Para o analista da Genial Vitor Sousa, o que se observa desde a adoção da nova política é um razoável acompanhamento em relação ao que é estimado como preço da paridade e a execução dos preços da empresa – exceto em um ou dois momentos muito pontuais”, observou. “Fora isso, o que eu posso dizer é que apesar dos discursos, a empresa tem sido muito razoável no acompanhamento de preços dos derivados”, disse.

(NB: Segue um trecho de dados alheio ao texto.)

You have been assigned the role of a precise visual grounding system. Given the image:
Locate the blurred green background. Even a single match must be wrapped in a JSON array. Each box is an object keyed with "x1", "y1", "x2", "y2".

A Genial chegou a criar uma espécie de “termômetro” da percepção de risco político em relação à Petrobras, em 2023, comparando os reajustes da estatal com o PPI, mas já deixou de publicar, segundo Vitor.

Interesse no Refino

Já Ilan Arbetman, analista da Ativa Investimentos, considera que toda política de preços tem seus prós e contras, inclusive o PPI. Mas avalia que a mudança “colocou uma pá de cal” no interesse de qualquer player do setor de refino em se instalar no País, movimento que poderia levar à maior concorrência e, por consequência, à tão almejada redução de preços para o consumidor.

“O principal ponto é que quando você foge da lógica do mercado, você sempre deixa alguém insatisfeito. O PPI não era perfeito, você tinha de fato períodos que precisava fazer bastante alteração nos preços. Mas a política era mais transparente, hoje ela é opaca. Isso do ponto de vista do planejamento das companhias, e até numa lógica de investimentos, para ter mais racionalidade, é complicado”, avaliou.

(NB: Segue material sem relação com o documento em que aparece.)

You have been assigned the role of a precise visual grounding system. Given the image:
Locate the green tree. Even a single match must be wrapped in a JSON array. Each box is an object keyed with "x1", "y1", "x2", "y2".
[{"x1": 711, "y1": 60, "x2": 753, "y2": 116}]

Ele explica que quando o preço está mais baixo do que o mercado internacional, as janelas de importação são fechadas e prejudica importadores e regiões que não tem acesso fácil aos combustíveis. Já quando os preços estão mais altos que o PPI, facilita a importação, mas prejudica as distribuidoras que alegam perda de competitividade, além dos consumidores, que pagam mais caro. Além disso, afirmou, só este ano já foram realizados quatro reajustes no diesel, três para baixo e um para cima, trazendo a volatilidade de fora para o mercado interno.

Também o presidente da Associação dos Importadores de Combustíveis (Abicom), Sérgio Araújo, reclama da falta de transparência na nova política, mas disse que após a sua implantação, as distribuidoras de combustíveis tiveram que passar a trabalhar com um “mix” entre as refinarias da Petrobras, a importação e das refinarias privatizadas, para conseguir um custo médio e viabilizar a operação.

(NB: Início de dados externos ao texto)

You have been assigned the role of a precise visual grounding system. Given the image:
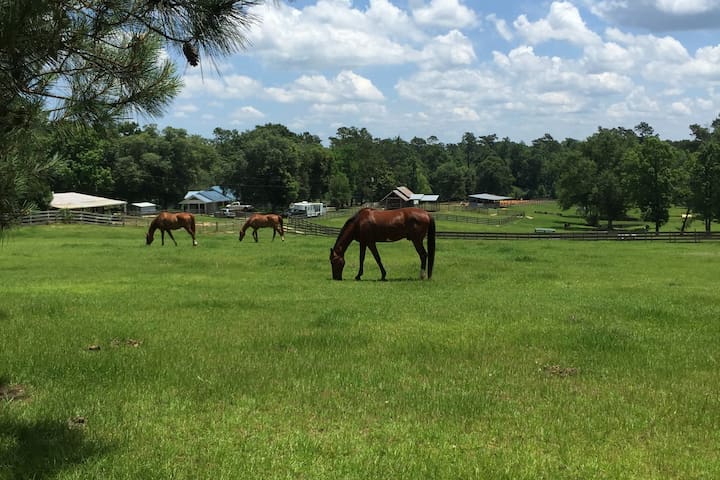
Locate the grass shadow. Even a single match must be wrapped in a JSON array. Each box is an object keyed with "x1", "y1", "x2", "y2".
[{"x1": 0, "y1": 414, "x2": 109, "y2": 479}]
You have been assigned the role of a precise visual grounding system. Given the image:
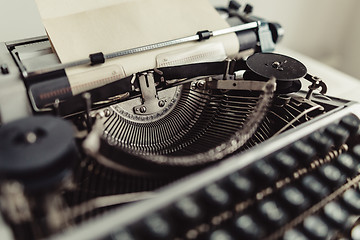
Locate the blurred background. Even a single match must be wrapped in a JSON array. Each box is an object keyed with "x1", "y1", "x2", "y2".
[{"x1": 0, "y1": 0, "x2": 360, "y2": 79}]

“Nesses últimos dois anos, a estatal não teve uma política de preços muito clara, ela considera parâmetros que não são bem acompanhados ou medidos”, disse Araújo. “As distribuidoras aprenderam a trabalhar com esse mix no fornecimento. O que ainda atrapalha na parte da previsibilidade das distribuidoras são os leilões que a Petrobras tem feito regularmente, em que ela não acata os pedidos das distribuidoras, que então recorrem aos agentes privados. Nesse meio tempo, a estatal oferece o produto em leilões, atrapalha”, criticou.